Sunday, March 11, 2012

The Believer - February 2012


The February issue of The Believer did not disappoint again.   

For example, the interview with Chris Johanson by Natasha Boas captures a thoroughly unfettered authentic man who expresses clearly the need to practice his art form.  The business side of showing his art and the artist’s responsibility in this regard flies in the face of what he does best, the doing part.  It’s a perennial obstacle for any creative person.   

Katie Bachner’s interview with Sam Farber, collector of ‘outsider art’ exposes essential points on how art is defined in the mainstream and how the traditional definition may be changing; whether biography informs the content significantly; how ‘outsider art’ may be confidently forging its own path and smudging the lines between what is mainstream and what is not all the while protecting its unique aesthetic.

‘La Bibliothèque Impossible’ tells about a collection of work which few people know about, the Oulipians.

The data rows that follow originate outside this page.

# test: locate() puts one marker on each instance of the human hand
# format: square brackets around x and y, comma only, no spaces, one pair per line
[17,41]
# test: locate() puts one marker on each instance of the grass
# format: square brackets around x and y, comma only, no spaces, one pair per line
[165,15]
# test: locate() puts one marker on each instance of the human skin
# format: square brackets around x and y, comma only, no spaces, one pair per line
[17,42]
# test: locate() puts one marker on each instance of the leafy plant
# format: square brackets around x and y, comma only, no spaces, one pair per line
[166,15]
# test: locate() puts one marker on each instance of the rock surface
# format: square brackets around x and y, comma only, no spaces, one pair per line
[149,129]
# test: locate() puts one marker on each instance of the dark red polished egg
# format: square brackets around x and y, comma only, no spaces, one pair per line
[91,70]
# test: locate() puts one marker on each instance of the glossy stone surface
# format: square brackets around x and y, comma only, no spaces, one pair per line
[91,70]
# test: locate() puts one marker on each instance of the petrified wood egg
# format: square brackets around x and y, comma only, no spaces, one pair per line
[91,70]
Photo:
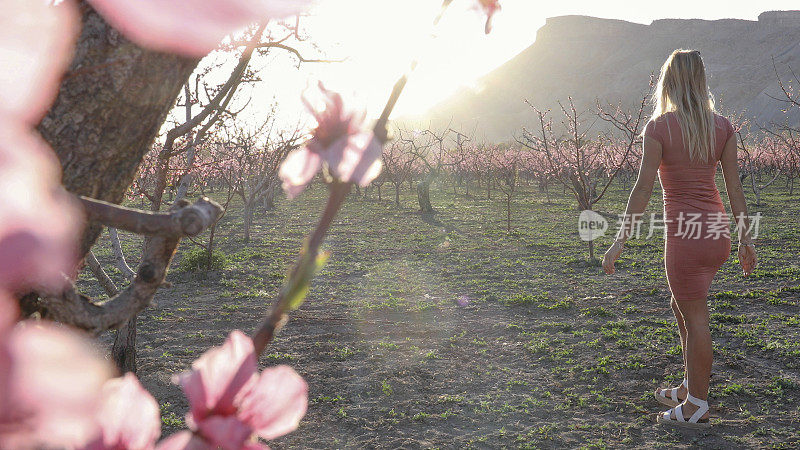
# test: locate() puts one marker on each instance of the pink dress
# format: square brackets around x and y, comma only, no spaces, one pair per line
[697,240]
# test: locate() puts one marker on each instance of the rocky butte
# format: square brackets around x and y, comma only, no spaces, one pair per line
[590,58]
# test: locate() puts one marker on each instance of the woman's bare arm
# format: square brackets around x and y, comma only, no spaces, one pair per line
[638,199]
[643,189]
[733,185]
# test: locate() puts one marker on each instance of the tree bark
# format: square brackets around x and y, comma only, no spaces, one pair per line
[111,103]
[424,196]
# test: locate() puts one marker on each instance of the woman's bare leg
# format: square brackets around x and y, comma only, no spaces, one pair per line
[682,332]
[697,349]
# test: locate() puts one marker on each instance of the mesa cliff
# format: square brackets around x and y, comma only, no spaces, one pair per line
[589,58]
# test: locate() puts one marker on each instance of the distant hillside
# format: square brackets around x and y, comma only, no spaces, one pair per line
[588,58]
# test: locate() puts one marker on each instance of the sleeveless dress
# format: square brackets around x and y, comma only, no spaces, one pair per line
[697,240]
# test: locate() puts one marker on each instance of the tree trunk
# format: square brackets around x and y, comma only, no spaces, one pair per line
[424,196]
[508,213]
[123,352]
[269,197]
[248,221]
[111,104]
[186,179]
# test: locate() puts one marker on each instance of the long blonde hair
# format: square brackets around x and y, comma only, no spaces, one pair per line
[682,89]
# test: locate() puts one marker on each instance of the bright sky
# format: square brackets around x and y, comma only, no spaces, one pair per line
[380,38]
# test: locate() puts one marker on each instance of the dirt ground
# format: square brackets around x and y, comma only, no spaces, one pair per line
[446,331]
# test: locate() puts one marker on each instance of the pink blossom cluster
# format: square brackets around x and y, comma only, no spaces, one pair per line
[54,390]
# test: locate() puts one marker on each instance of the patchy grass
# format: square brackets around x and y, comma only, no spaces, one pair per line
[547,351]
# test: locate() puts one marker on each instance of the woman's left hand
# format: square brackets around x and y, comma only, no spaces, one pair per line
[612,254]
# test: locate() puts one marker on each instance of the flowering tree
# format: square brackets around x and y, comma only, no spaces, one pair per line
[581,163]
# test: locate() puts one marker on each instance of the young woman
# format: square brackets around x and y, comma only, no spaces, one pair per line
[683,141]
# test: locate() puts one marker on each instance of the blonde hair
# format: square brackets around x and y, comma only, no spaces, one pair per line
[682,89]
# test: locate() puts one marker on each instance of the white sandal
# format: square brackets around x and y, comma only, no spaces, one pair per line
[694,422]
[673,399]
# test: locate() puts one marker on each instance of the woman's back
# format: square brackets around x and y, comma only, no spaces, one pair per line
[688,185]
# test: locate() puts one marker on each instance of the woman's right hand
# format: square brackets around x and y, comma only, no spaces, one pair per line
[747,258]
[612,254]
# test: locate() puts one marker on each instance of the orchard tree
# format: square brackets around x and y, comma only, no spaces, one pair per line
[585,166]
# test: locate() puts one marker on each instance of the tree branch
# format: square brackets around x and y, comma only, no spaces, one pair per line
[167,229]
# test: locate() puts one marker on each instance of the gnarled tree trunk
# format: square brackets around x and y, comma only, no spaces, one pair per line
[112,102]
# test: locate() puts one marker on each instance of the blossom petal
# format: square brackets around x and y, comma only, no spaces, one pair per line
[275,403]
[53,388]
[298,169]
[38,220]
[36,41]
[184,440]
[218,375]
[190,27]
[129,417]
[360,160]
[228,433]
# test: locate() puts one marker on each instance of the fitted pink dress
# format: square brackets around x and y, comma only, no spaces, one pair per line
[697,240]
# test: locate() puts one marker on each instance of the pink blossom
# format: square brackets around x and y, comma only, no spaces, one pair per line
[231,403]
[50,383]
[129,416]
[38,221]
[190,27]
[490,7]
[37,225]
[340,142]
[35,46]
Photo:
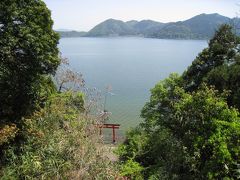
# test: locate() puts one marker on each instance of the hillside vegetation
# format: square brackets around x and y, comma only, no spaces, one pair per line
[191,127]
[44,133]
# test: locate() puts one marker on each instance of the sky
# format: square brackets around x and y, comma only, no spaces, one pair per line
[82,15]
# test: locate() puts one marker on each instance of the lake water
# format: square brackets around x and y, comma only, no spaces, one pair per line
[132,66]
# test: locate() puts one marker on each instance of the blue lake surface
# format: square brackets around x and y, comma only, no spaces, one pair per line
[132,66]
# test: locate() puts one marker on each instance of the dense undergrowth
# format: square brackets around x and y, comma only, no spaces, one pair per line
[60,143]
[191,127]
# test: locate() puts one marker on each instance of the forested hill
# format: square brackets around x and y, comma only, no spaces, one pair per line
[201,26]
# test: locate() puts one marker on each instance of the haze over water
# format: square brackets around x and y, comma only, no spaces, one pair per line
[132,66]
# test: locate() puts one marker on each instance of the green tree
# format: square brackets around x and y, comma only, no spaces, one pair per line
[28,55]
[218,65]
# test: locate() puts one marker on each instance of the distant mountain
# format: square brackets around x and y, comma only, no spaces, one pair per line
[64,34]
[112,27]
[201,26]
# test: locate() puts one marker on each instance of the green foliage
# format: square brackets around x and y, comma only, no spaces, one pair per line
[61,143]
[191,128]
[132,169]
[28,54]
[218,65]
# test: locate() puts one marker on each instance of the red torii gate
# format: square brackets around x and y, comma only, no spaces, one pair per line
[110,126]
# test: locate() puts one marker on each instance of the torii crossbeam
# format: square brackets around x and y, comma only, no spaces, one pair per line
[110,126]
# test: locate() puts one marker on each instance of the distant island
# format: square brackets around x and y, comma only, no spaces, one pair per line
[201,26]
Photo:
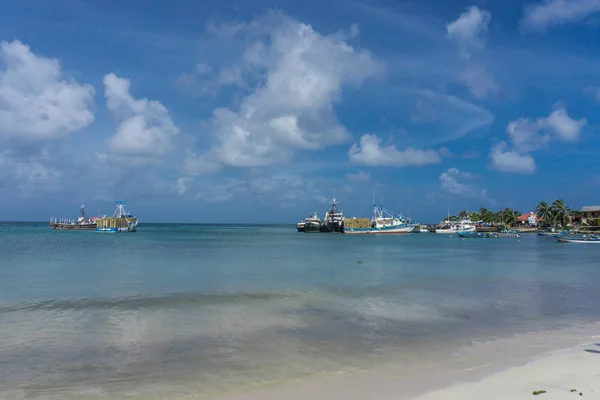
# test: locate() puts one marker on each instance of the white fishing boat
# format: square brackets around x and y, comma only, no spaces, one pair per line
[382,222]
[312,223]
[121,221]
[449,227]
[579,238]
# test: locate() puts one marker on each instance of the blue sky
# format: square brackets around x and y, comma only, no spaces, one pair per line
[258,111]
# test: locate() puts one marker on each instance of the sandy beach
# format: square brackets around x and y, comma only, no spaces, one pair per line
[565,374]
[562,363]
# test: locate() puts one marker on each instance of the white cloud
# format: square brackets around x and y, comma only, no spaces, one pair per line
[145,126]
[511,161]
[450,182]
[539,17]
[469,30]
[528,136]
[204,80]
[566,128]
[524,135]
[449,118]
[359,177]
[27,176]
[35,101]
[479,82]
[303,74]
[369,152]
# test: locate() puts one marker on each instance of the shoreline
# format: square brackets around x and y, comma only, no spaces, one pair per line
[495,369]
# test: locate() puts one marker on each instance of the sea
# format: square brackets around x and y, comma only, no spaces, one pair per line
[181,311]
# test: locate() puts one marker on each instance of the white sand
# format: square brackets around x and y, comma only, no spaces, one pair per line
[510,368]
[557,374]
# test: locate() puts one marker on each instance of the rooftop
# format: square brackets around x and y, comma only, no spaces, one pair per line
[590,208]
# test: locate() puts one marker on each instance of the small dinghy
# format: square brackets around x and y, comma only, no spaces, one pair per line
[580,238]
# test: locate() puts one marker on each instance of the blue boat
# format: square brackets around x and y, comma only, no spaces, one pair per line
[578,238]
[121,221]
[478,235]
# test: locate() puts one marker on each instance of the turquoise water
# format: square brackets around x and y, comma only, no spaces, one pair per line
[173,311]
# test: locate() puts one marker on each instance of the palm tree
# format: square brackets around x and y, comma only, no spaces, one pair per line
[510,216]
[561,212]
[544,211]
[484,214]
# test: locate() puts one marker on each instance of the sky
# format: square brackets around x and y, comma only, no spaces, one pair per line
[262,111]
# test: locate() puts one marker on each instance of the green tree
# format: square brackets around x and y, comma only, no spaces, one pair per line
[485,215]
[561,213]
[544,211]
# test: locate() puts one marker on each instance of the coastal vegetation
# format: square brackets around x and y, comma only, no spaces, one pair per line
[555,214]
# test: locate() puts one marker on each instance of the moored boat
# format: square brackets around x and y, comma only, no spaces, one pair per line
[579,238]
[83,223]
[449,227]
[121,221]
[478,235]
[312,223]
[509,233]
[382,222]
[334,218]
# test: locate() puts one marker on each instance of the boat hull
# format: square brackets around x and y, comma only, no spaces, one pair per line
[563,240]
[115,230]
[457,231]
[509,234]
[312,227]
[393,230]
[72,227]
[478,235]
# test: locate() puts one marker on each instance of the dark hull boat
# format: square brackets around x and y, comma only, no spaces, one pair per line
[83,223]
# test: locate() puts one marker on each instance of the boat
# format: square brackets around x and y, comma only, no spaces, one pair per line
[579,238]
[121,221]
[478,235]
[334,218]
[312,223]
[449,227]
[420,229]
[83,223]
[509,233]
[552,232]
[382,222]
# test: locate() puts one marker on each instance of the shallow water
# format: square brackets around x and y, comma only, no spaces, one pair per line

And then, the piece by Aaron Bobrow-Strain on the making of the USDA White Pan Loaf No. 1 was an amazingly informative, fascinating study on the origins of the enriched white loaf which occupies miles and miles of grocery store shelves throughout the continent.  Who would have thought that this spongy nothingness played such an important role in the military strategy of the country in the 40’s.

Each of the articles in this remarkable magazine has to be savoured.  There is so much packed into them.  For the time it takes for McSweeney’s Publishing to prepare the next issue, it takes me to read the one in my hands.  No gleaning over the words here.  In fact, to the contrary.  I feel enriched, just like  Pan Loaf No. 1 and well fortified for the creative day ahead of me.